Well, this can be wasteful. If your user goes to the User Settings page, she doesn’t need to download app components for other pages. Wouldn’t it be nice if the user could download only what she needs for that current page, and then download other stuff as she needs them?  This is called lazy loading.

Let’s do it with our Angular app.

The entry index.js file:


require('modules/common/components');

// nope, we don't bundle this module in...we want to lazy load it!
// require('modules/captain-list/'); 
 
var startrekApp = angular.module("startrekApp", 
['ui-router', 'oc.lazyLoad', 'startrekApp.common.components'])

.config( ['$stateProvider', '$locationProvider', '$ocLazyLoadProvider', 
function($stateProvider, $locationProvider, $ocLazyLoadProvider) {

/*
   // this is what it was before
   $stateProvider
   .state('captainList', { 
      url: '/captains', 
      templateUrl: 'captainList.html', 
      controller: 'CaptainListController'
   }) 
*/

   // with lazy loading
   $stateProvider
   .state('captainList', {
      url: '/captains',
      templateProvider: ['$q', function($q) {
         var deferred = $q.defer();

         require.ensure([], function() {
            var template = require('html!./captain-list/captainList.html');
            deferred.resolve(template);
         });
         return deferred.promise;
      }],
      controller: 'CaptainListController',
      resolve: ['$q', '$ocLazyLoad', function($q, $ocLazyLoad) {
         var deferred = $q.defer();

         require.ensure([], function() {
            var mod = require('./captain-list');
            $ocLazyLoad.load({
                name: 'cl3.captainList',
            });
            deferred.resolve(mod.controller);
         });

         return deferred.promise;
      }]
   })
   $locationProvider.html5Mode(true);
}]);

Ok, so that’s a lot of new stuff. Let’s take a look at each in turns. Up first, notice we inject the Angular module ocLazyLoad. See, Angular wants to know ALL modules (emphasis: modules. Not controllers or services, but whole modules) right off the bat and if you try to declare and inject a new module after the run block, Angular will throw a tantrum.
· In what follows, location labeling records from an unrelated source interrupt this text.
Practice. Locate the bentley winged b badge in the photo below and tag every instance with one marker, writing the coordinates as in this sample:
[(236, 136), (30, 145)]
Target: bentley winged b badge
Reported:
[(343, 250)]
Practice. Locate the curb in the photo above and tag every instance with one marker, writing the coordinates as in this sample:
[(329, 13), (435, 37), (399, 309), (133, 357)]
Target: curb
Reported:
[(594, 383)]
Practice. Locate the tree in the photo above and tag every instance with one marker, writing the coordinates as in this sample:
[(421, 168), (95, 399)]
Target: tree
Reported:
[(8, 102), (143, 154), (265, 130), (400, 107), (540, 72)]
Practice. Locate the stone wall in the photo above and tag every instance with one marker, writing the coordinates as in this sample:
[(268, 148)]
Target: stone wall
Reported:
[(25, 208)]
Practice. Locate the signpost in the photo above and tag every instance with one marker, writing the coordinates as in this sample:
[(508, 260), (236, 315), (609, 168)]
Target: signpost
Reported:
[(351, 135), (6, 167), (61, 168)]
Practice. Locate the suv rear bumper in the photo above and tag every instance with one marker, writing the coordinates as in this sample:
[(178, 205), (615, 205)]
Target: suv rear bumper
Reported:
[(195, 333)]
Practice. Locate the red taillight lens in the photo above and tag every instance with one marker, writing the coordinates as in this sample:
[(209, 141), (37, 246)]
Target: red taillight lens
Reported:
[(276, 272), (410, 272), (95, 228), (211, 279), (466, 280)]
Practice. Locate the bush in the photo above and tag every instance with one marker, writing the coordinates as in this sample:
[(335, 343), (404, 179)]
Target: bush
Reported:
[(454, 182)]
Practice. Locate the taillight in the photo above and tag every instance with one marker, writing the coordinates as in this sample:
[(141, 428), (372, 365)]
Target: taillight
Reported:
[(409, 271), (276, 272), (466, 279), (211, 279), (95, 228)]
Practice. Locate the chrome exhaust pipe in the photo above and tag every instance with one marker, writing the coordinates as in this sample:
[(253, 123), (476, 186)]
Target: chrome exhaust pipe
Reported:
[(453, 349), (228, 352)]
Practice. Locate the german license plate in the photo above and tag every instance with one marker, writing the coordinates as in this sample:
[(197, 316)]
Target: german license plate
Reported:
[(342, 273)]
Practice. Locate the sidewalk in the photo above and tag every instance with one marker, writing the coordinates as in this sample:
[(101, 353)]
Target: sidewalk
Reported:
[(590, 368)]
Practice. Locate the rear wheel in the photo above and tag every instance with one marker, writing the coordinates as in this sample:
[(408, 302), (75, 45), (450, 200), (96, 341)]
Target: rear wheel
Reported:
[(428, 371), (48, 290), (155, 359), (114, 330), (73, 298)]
Next, we add a resolve statement. This guarantees the route will be resolved only when the promise inside returns:

resolve: ['$q', '$ocLazyLoad', function($q, $ocLazyLoad) {
   var deferred = $q.defer();

   // This is webpack's magic. When webpack sees this require.ensure block, 
   // it automatically creates a chunk file
   // consisting of only that module and its dependencies, 
   // and it automatically takes care of loading it for you when you need it
   require.ensure([], function() {
      var mod = require('./captain-list');

      // after the chunk above loads, we tell ocLazyLoad to inject the module into our Angular app
      $ocLazyLoad.load({
         name: 'cl3.captainList',
      });

      // you can resolve it with anything
      deferred.resolve(mod.controller);
   });

   return deferred.promise;
}]

I want to emphasize again just how cool it is — whenever webpack sees a require.ensure block, it will automatically create a separate file, e.g. chunk1.bundle.js, and then load it automatically when you need it. Isn’t that mindblowingly awesome??!
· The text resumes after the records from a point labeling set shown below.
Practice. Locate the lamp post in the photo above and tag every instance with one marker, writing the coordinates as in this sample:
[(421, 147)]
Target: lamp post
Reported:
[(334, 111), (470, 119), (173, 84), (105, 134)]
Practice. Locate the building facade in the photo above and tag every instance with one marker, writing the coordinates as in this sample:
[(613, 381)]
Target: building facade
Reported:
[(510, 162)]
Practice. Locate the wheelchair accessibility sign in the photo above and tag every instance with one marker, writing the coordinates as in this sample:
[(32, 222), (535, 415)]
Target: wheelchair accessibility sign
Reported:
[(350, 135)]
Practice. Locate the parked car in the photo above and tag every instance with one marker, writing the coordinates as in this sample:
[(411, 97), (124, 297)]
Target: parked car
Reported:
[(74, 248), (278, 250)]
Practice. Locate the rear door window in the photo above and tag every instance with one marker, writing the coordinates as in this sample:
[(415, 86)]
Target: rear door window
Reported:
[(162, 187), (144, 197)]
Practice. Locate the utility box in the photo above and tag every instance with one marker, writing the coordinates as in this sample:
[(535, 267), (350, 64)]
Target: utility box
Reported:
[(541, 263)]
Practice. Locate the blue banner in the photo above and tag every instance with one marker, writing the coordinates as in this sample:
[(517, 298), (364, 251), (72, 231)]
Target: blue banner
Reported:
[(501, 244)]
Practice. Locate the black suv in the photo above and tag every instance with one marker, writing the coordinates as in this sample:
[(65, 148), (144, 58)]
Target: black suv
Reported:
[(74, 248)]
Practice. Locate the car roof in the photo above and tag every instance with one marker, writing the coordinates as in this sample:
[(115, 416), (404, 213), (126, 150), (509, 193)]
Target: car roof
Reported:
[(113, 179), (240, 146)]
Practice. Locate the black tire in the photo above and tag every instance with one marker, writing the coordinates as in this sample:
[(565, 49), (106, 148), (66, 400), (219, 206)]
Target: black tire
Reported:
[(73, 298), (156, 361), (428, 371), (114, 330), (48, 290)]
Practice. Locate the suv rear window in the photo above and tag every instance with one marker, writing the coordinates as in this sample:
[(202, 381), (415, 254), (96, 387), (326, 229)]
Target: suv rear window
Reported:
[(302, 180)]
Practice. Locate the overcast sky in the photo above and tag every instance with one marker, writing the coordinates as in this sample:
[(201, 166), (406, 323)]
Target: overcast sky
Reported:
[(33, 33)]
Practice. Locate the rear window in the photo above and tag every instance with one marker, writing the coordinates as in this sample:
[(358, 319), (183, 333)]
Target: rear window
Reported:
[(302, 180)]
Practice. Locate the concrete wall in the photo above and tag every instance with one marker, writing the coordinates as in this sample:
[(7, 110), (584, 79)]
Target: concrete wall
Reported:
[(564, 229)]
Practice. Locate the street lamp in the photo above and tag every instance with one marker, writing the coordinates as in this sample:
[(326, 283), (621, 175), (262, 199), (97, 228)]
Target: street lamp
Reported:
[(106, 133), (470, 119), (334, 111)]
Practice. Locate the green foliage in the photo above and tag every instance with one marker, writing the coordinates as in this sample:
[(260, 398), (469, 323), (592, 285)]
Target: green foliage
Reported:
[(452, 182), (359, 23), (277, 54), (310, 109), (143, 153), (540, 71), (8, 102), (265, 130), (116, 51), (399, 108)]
One gotcha — if you do use this method, know that ng-cache loader will no longer work with your lazy-loaded components because the loader kicks in on the run block of the app. Instead, you’ll have to require in your templates using the regular html loader inside your modules:

require('html!./whatever-my-component-is');

You can experiment around with different combinations, for example, instead of using templateProvider, you could decide to bundle all your templates into the main “common” bundle to save on extra HTTP requests, e.g.:

template: require('html!./captain-list/captainList.html')
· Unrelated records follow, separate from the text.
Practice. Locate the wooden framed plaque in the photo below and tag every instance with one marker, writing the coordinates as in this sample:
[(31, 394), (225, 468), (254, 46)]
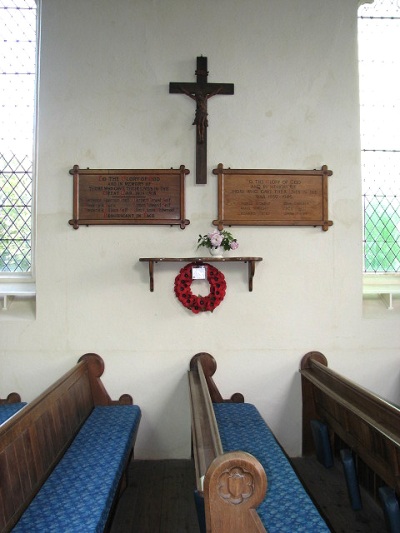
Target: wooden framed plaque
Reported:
[(129, 197), (272, 197)]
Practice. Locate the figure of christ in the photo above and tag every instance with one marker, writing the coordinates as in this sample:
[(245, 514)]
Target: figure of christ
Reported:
[(200, 119)]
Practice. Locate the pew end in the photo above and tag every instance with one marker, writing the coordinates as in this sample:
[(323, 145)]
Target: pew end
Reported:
[(362, 420)]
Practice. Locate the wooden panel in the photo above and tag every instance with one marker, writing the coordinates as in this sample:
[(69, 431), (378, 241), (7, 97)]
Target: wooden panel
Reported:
[(254, 197), (128, 196)]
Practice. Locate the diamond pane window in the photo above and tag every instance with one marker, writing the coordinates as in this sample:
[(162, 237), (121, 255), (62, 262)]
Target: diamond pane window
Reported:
[(379, 65), (17, 115)]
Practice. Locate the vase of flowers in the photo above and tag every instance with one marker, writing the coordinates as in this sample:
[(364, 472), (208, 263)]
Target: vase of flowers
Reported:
[(217, 242)]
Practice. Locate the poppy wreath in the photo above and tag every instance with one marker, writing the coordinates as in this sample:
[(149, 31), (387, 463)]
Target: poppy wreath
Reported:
[(197, 304)]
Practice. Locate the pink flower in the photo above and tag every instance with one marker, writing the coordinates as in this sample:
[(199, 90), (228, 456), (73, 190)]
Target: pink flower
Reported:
[(215, 238)]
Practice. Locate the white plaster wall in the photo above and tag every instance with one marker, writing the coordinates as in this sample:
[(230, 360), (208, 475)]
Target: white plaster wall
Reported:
[(104, 103)]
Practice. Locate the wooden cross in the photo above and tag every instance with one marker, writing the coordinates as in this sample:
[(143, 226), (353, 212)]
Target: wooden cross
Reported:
[(201, 91)]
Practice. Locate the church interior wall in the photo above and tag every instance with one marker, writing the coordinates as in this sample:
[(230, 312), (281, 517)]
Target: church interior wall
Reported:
[(104, 103)]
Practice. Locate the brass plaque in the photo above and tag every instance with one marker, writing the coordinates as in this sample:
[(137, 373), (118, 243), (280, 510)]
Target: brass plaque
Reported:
[(250, 197), (129, 196)]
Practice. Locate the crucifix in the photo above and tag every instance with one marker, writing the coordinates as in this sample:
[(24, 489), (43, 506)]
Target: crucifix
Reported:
[(201, 91)]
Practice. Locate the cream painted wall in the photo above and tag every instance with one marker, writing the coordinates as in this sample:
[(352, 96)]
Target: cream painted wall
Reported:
[(104, 103)]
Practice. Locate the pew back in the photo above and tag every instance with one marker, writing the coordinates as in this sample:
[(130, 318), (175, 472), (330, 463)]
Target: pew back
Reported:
[(368, 424), (34, 440)]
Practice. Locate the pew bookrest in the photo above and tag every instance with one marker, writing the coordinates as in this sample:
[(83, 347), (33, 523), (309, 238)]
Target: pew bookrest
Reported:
[(357, 419), (244, 479), (64, 456), (9, 406)]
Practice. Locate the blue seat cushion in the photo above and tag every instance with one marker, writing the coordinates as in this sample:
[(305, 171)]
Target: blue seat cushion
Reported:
[(9, 409), (286, 508), (78, 495)]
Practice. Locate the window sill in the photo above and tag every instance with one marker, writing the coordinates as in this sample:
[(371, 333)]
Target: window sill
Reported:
[(18, 300), (384, 286)]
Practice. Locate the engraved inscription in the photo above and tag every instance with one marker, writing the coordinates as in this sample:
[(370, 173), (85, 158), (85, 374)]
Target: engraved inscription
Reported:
[(129, 197), (273, 197)]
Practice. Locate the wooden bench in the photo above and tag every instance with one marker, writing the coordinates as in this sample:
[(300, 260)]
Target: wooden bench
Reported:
[(357, 419), (236, 456), (63, 457), (9, 406)]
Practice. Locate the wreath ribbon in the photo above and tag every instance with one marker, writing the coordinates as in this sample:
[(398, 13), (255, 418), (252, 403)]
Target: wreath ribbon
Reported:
[(197, 304)]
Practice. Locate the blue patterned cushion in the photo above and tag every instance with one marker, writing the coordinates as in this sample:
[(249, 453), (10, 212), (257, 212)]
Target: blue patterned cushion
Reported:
[(78, 494), (286, 508), (9, 409)]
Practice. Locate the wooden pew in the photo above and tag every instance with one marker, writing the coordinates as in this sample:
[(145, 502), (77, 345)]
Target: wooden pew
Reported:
[(365, 422), (224, 513), (234, 452), (34, 440)]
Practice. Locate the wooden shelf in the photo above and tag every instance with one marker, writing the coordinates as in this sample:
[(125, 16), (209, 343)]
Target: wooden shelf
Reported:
[(201, 260)]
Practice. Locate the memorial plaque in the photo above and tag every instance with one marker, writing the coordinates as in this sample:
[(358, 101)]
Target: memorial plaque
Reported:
[(129, 197), (272, 197)]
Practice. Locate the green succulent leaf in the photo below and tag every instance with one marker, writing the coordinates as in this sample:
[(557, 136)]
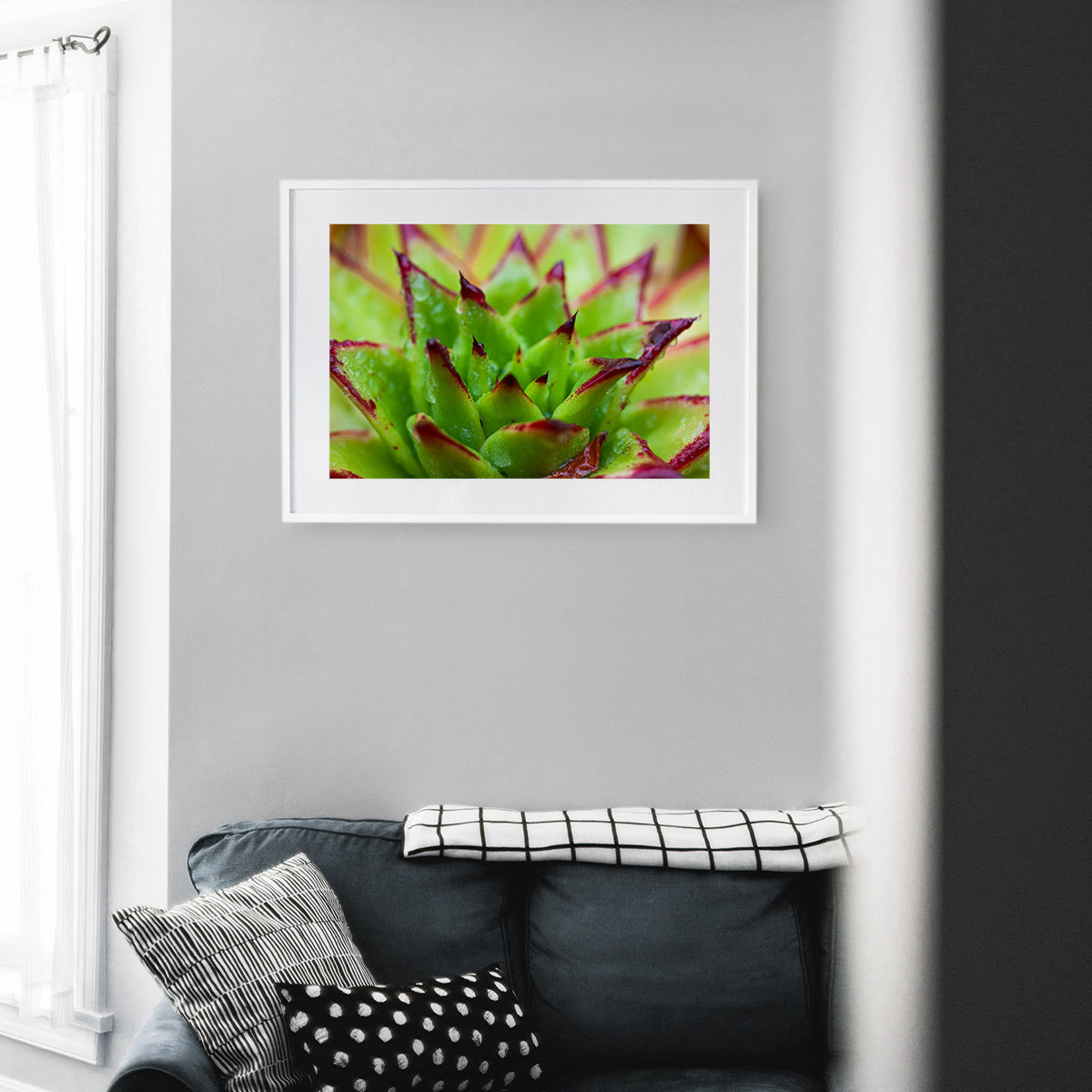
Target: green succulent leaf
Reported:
[(453, 410), (627, 456), (456, 350), (445, 457), (534, 449), (506, 404), (687, 295), (430, 256), (582, 249), (552, 358), (544, 310), (616, 299), (513, 278), (584, 463), (359, 308), (675, 429), (681, 369), (480, 323), (378, 380), (538, 390), (361, 453)]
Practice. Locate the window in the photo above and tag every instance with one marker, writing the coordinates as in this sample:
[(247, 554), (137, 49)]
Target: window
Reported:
[(55, 350)]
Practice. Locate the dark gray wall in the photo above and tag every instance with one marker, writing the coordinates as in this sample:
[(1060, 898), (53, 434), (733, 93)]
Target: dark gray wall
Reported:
[(367, 670)]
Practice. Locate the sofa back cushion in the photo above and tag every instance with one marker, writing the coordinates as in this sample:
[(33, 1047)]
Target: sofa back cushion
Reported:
[(633, 966), (412, 920)]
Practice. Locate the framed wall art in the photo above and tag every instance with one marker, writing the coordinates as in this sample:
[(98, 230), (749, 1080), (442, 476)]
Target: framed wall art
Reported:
[(508, 352)]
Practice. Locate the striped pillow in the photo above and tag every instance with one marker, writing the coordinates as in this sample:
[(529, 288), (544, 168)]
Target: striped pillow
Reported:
[(218, 956)]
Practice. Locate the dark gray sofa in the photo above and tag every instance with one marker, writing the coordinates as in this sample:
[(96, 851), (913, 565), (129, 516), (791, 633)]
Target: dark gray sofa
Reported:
[(637, 980)]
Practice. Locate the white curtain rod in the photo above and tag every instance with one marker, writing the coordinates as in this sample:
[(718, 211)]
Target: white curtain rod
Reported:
[(88, 43)]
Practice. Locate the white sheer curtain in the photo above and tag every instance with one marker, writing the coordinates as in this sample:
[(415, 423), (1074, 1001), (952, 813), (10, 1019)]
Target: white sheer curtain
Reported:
[(54, 141)]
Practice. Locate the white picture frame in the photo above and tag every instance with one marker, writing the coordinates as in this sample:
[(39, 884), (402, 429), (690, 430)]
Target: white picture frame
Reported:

Know that there are tradeoffs, and lazy loading might not necessarily be performance-boosting. If you lazy load your modules, your users have to wait longer between page navigation. The more HTTP requests you make, the more you load your server and incur latency.

It depends on your app, your server, your users, etc. In my case, I found that, with a 310kb (total, including vendor files) bundle, perceived performance was much greater when I did not lazy load. That probably will change as app size grows.